La delibera
lunedì 25 Maggio, 2026
Api e alveari, dalla Provincia nuovi aiuti agli apicoltori colpiti dal maltempo del 2024
di Redazione
Stanziati 100mila euro per indennizzare i danni ai nuclei di api causati dalle avverse condizioni meteo
Nuovo sostegno economico per gli apicoltori trentini colpiti dalle difficili condizioni meteorologiche della primavera-estate 2024. Su proposta dell’assessora all’agricoltura Giulia Zanotelli, la Giunta provinciale ha approvato i criteri per la concessione di aiuti destinati a compensare i danni subiti dai nuclei di api, fondamentali sia per la rimonta aziendale sia per la vendita nella stagione successiva.
«Il provvedimento – spiega l’assessora Zanotelli – vuole sostenere un settore importante nell’ambito delle filiere agroalimentari del Trentino; settore che ha dovuto affrontare difficoltà legate alle condizioni meteorologiche che hanno influito negativamente sulle produzioni.

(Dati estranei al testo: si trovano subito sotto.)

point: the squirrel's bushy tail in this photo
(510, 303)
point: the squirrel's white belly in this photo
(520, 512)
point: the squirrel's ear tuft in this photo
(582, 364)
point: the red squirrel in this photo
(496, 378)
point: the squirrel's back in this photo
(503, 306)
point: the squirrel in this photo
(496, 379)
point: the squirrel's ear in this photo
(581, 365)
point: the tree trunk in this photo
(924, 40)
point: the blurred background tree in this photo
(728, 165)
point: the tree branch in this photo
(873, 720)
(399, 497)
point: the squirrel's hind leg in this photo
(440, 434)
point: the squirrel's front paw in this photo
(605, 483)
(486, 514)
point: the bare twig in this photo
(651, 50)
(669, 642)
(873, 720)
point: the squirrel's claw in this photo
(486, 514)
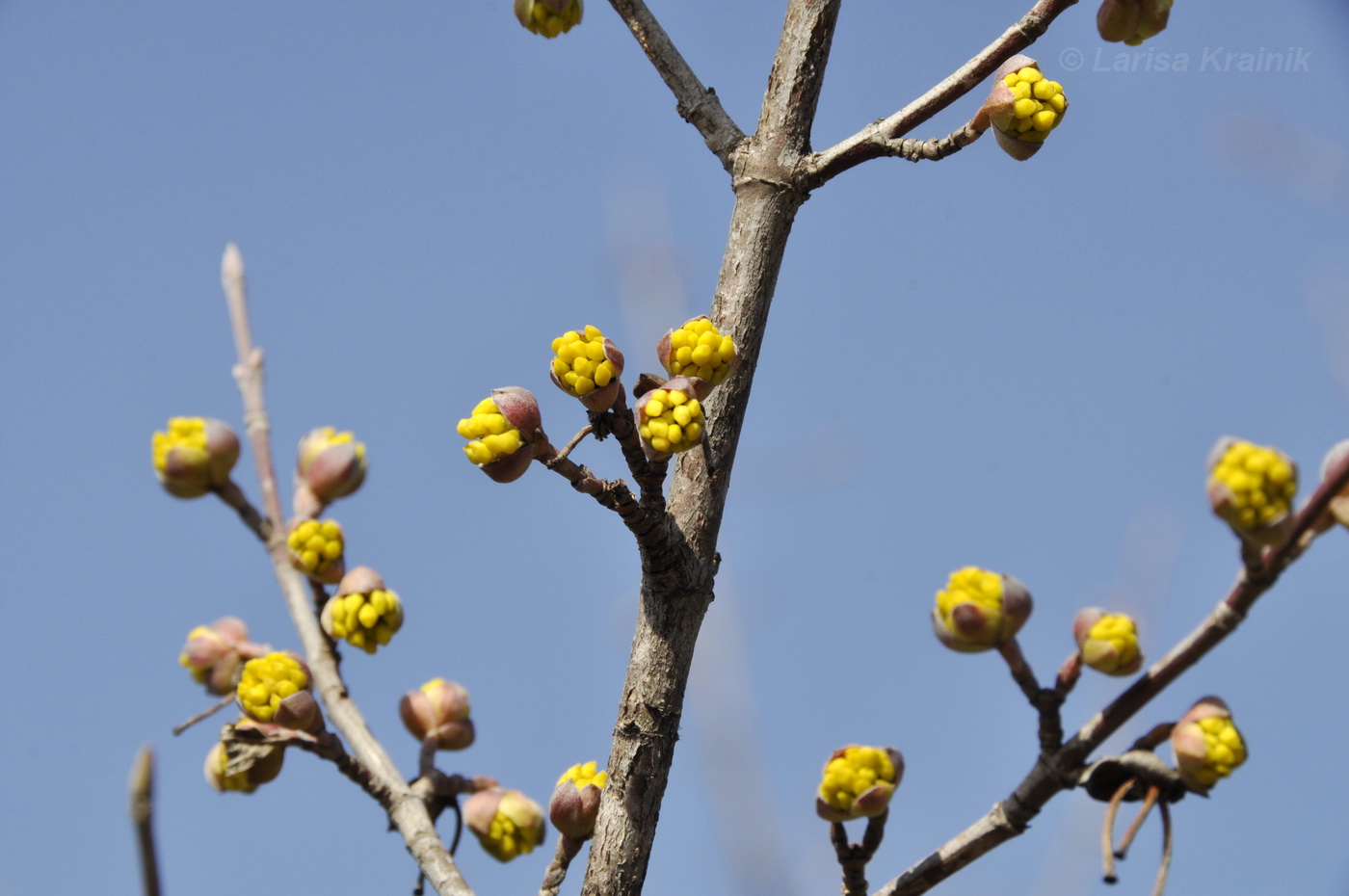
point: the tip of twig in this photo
(232, 263)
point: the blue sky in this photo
(1025, 366)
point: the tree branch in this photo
(697, 104)
(407, 811)
(874, 139)
(1058, 772)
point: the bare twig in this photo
(205, 714)
(697, 104)
(407, 811)
(874, 139)
(142, 797)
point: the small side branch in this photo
(698, 104)
(874, 139)
(142, 815)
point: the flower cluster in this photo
(195, 455)
(980, 610)
(587, 366)
(316, 549)
(859, 781)
(1132, 20)
(1108, 641)
(508, 824)
(1207, 745)
(698, 350)
(1251, 488)
(670, 418)
(438, 711)
(549, 17)
(575, 804)
(363, 612)
(1024, 107)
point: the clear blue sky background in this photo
(971, 362)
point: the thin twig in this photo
(1167, 842)
(1112, 811)
(142, 792)
(874, 139)
(205, 714)
(698, 104)
(1150, 799)
(407, 811)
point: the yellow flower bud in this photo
(1207, 745)
(508, 824)
(980, 610)
(1022, 107)
(195, 455)
(670, 418)
(699, 351)
(1108, 641)
(859, 781)
(1252, 488)
(587, 366)
(438, 710)
(575, 804)
(549, 17)
(499, 428)
(363, 612)
(317, 548)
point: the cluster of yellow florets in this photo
(1258, 484)
(491, 437)
(853, 772)
(580, 363)
(549, 17)
(366, 620)
(671, 420)
(316, 545)
(1224, 751)
(699, 350)
(269, 680)
(1038, 107)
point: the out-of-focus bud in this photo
(1252, 488)
(316, 549)
(1108, 641)
(587, 366)
(1339, 504)
(276, 689)
(246, 771)
(508, 824)
(501, 432)
(1207, 744)
(575, 804)
(1132, 20)
(216, 652)
(363, 612)
(331, 464)
(670, 418)
(980, 610)
(438, 710)
(195, 455)
(701, 353)
(859, 783)
(1022, 107)
(549, 17)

L’apicoltura è preziosa per il nostro territorio».
La Provincia era già intervenuta nel 2025 con un precedente provvedimento per indennizzare gli alveari dichiarati nella Banca Dati Apistica nazionale, sulla base delle rilevazioni effettuate dall’Osservatorio nazionale del miele e dalla Fondazione Edmund Mach. Con la nuova delibera, però, viene esteso il ristoro anche ai nuclei di api, che in alcuni casi hanno subito danni persino maggiori a causa delle difficoltà di nutrizione e sviluppo.
Potranno accedere ai contributi le imprese agricole e le società che conducono attività apistica e che abbiano denunciato alla Banca Dati Apistica almeno 40 tra nuclei e alveari nel periodo compreso tra il primo novembre e il 31 dicembre 2023.
Le domande potranno essere presentate dal 27 maggio al 30 giugno 2026, entro le ore 13, attraverso il portale Sistema Informativo Agricolo Trentino. La dotazione finanziaria complessiva ammonta a 100mila euro. L’importo minimo indennizzabile sarà di 100 euro, mentre il contributo massimo concedibile arriverà fino a 25mila euro, al netto di eventuali ristori già ricevuti per gli alveari con il precedente bando provinciale.